3. de vordering is eerst opeisbaar bij ontbinding van deze overeenkomst.”
Op enig moment hebben [geïntimeerde] en [appellant] hun affectieve relatie beëindigd. [geïntimeerde] heeft een nieuwe woning gekocht, welke op 4 mei 2009 aan haar is geleverd. Vanaf die datum is [geïntimeerde] deze woning gaan bewonen.
Op 25 januari 2010 heeft [geïntimeerde] executoriaal beslag laten leggen op de woning van [appellant] te ( [postcode] ) [plaats] aan de [adres] .

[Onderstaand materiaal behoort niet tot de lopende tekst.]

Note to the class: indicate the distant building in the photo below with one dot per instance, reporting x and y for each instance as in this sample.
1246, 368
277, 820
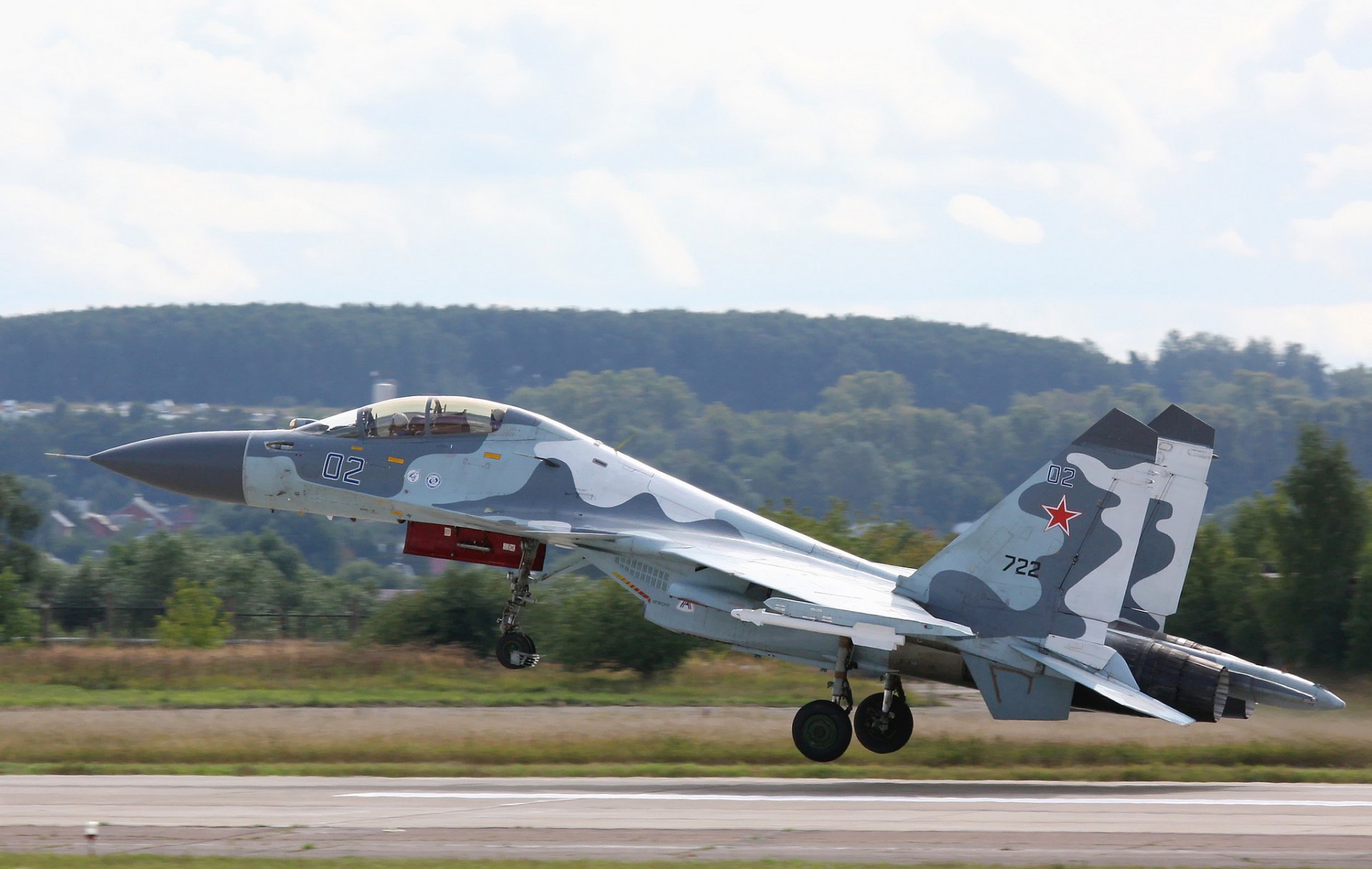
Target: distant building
99, 525
155, 517
64, 525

In de brief van 18 mei 2011 van deurwaarder [deurwaarder] staat (productie 24 bij dagvaarding):
“In opgemelde zaak delen wij u namens cliënte mede dat akkoord wordt gegaan met een betalingsregeling waarbij u een bedrag gaat aflossen van € 200,00 per maand.
Wij wijzen u er nadrukkelijk op dat uw betalingen stipt op de 01e van de maand door ons dienen te zijn ontvangen met ingang van 01/06/2011 en zo vervolgens iedere maand totdat het totale verschuldigde bedrag van € 32058,33 (+ de rente vanaf heden) is voldaan.”
In de maanden september en oktober 2019 heeft [appellant] de betalingen van € 200,00 per maand niet voldaan aan [geïntimeerde] .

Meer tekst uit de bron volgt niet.